Stevens fece cenno di si con la testa e Steph, dopo aver tirato fuori i fogli dalla cartella celeste iniziò:
«Abbiamo trovato quello che potrebbe essere l'arma del delitto. Abbiamo chiesto aiuto anche al laboratorio per tutte le ricostruzioni.»
«Si, si. Va avanti.»
«Dai calchi e dalle risonanze risulta che Black e Dale sono stati pestati con un oggetto di lunghe dimensioni. Dalle particelle rilevate risulta che sia una mazza da golf. Non abbiamo capito se è la stessa o due identiche. Siamo riusciti, comunque, a risalire anche al modello, per via della loro composizione. Pare che siano pure di quelle costose. Poi, nel frattempo che venivano torturati con le mazze, venivano anche presi a calci e pugni. Questo è accaduto ante mortem, cioè prima della loro morte. Dopo giorni di agonia...»
«Agonia?»
«Si capitano. Erano agonizzanti. Abbiamo trovato delle ossa rotte e degli ematomi su tutto il corpo. Se non fossero morti per il colpo dritto al cuore, lo sarebbero per i traumi alla testa.

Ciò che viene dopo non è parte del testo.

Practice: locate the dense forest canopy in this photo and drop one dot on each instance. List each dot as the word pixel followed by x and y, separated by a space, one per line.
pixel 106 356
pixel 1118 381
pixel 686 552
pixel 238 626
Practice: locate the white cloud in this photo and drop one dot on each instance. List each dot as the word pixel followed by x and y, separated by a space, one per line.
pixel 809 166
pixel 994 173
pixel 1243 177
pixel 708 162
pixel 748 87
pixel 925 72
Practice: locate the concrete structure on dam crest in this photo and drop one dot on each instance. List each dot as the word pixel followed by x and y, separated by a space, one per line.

Ci sono andati giù pesanti. Abbiamo rilevato delle fratture sulle ossa che si erano appena rimodellate, altre che si stavamo rimodellando e alcune che non hanno fatto in tempo perché li hanno uccisi subito dopo averle causate. Come le stavo dicendo, il colpo dritto al cuore è stato quello fatale. A causare ciò è stato un coltello. A parere nostro sembra un tagliacarte. La forma sembra coincidere. Infine...» disse girando pagina «dopo la morte, hanno cancellato le impronte digitali con dell'acido. Fortunatamente erano già morti. Hanno usato un acido molto corrosivo. Probabilmente chi lo utilizzato, se non è stato attento, avrà qualche cicatrice.»
«Sono stati dei sadici.»
«Un pò si.» disse facendo un cenno positivo con la testa. Poi aggiunse: «Probabilmente quando li torturavano li tenevano imbavagliati e legati in modo che non si potessero muovere. Quando sono stati trovati i corpi, come già sa, erano legati con del nastro e imbavagliati sempre con il nastro usato per i polsi. Dentro la bocca avevano un pezzo di stoffa. Sarà stato per non farli urlare.»

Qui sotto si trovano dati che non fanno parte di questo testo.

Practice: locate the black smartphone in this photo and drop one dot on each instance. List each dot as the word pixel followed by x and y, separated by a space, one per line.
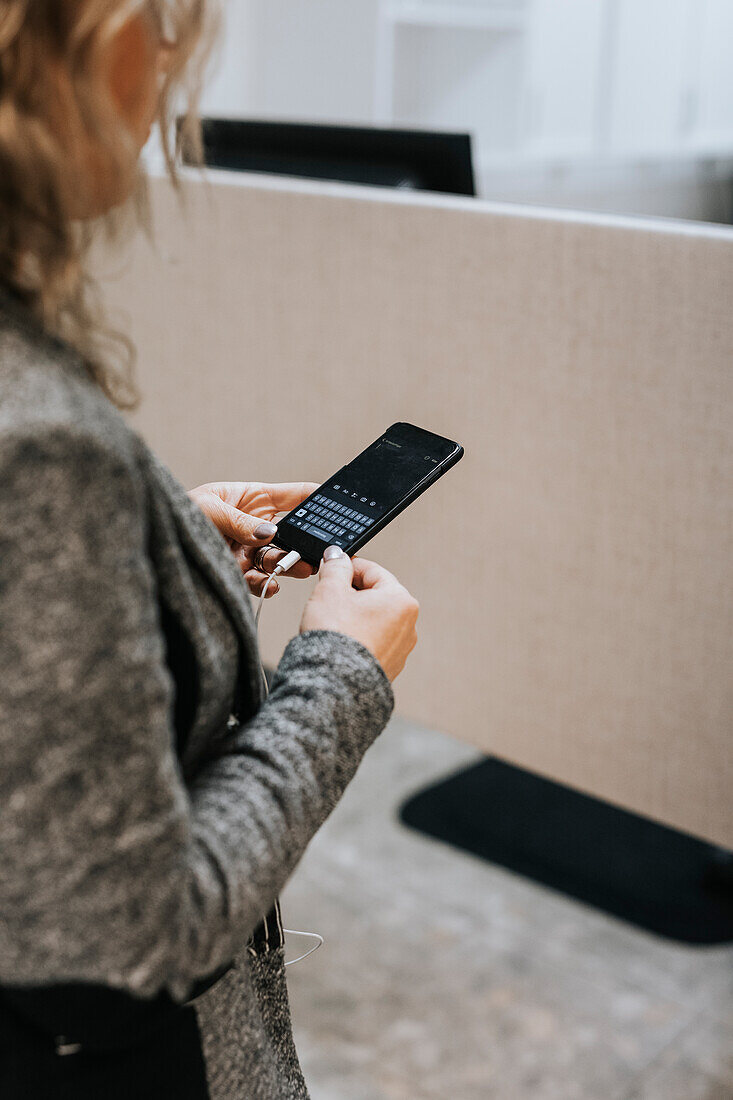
pixel 363 497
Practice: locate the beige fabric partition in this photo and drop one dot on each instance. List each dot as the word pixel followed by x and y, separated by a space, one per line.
pixel 576 570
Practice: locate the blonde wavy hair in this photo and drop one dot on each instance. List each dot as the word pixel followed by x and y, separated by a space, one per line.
pixel 43 250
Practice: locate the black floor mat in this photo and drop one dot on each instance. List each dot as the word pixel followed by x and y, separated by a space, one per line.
pixel 651 876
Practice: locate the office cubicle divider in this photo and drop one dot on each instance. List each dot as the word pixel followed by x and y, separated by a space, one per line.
pixel 573 571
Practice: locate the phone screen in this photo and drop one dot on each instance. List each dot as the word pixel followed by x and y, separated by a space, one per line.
pixel 352 505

«Mi sa dire più o meno quando sono avvenuti i decessi?»
«Si. Black intorno al 20 febbraio, ed è stato ritrovato il 24, mentre Dale è stato ucciso intorno al 19 marzo, ed è stato ritrovato il 24. Hanno più o meno un mese di distanza tra una morte e l'altra.»
«Ok. Di Turner cosa sa dirmi?»
L'assistente patologa posò via i primi fogli e, sempre dalla stessa cartella, ne prese di nuovi.

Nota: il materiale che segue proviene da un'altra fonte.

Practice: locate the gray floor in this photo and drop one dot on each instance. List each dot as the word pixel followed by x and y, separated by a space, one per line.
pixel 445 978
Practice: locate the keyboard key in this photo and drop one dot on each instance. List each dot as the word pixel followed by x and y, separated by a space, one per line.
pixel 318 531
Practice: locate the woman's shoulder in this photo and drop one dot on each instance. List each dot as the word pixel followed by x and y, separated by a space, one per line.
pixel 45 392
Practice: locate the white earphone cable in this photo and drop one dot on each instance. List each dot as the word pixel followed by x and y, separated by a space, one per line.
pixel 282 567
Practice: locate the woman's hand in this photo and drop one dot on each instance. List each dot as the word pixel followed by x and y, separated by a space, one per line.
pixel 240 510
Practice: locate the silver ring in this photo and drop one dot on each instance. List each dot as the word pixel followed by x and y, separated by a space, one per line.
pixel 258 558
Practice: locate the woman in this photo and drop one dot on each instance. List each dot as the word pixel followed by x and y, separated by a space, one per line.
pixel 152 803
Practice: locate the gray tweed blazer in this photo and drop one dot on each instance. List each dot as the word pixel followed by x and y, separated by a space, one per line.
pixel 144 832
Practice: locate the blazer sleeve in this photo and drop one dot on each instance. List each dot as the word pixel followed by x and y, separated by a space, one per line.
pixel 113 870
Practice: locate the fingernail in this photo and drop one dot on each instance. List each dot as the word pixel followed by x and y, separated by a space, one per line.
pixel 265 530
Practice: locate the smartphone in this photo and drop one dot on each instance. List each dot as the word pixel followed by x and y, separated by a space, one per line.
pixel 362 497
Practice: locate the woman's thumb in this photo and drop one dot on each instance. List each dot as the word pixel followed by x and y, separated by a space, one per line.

«Di Turner li posso dire che è morto intorno al 9 di aprile. Dal laboratorio danno più o meno quel giorno per le larve ritrovate. La causa della morte sembrerebbe una contusione alla testa che li sarebbe stata fatale. È morto quasi subito. Sul corpo non aveva segni di tortura come gli altri due; abbiamo rilevato dei piccoli ematomi. Poi, aveva le nocche della mano lese, come se avesse fatto a pugni. Erano lesioni simili a quelle dei pugili. Dalla scheda non risulta facesse pugilato. Per quanto riguarda le ossa, poche fratture, ma nulla di serio. E per terminare, aveva i polsi legati. Hanno usato lo stesso tipo di nastro dei primi due, ma non risulta che fosse stato imbavagliato e che avesse qualcosa all'interno della bocca, infatti poi non abbiamo trovato nulla al suo interno. Tutto qui.»
«Ah!»
«Cosa c'è capitano?» chiese Steph con aria sbalordita.
«Strano che questo non sia stato torturato come gli altri due.»
«Questo è quello che dice l'autopsia. Io non so dirle altro.»
«Si, certo. Come al solito è stata molto gentile.»
«È il mio lavoro.»
«Arrivederci.» Salutò Stevens alzandosi e accompagnandola alla porta.
«Arrivederci capitano.» Rispose lei con fare timido.
Durante il lavoro e con tutte le persone, escluso il capitano, Steph si poneva come persona che non ha paura di dire la sua. Con la presenza della persona che le faceva battere il cuore ogni volta che lo vedeva, diventava una ragazzina impacciata e imbranata. Una che non sa mai cosa dire.
Uscì dall'ufficio con lo sguardo perso nel vuoto, avendo ancora nella mente il volto dell'amato e felice di quel caffè che le ha fatto scoprire un lato di lui che non conosceva. Lo aveva sempre visto come un uomo casa-lavoro, lavoro-casa. Ma da come le aveva raccontato quella vacanza, aveva capito che anche lui amava viaggiare. Avevano molte cose in comune, ma come fare il primo passo?
E con questa domanda tornò al suo laboratorio e al suo lavoro. Non aveva più scuse per stare li.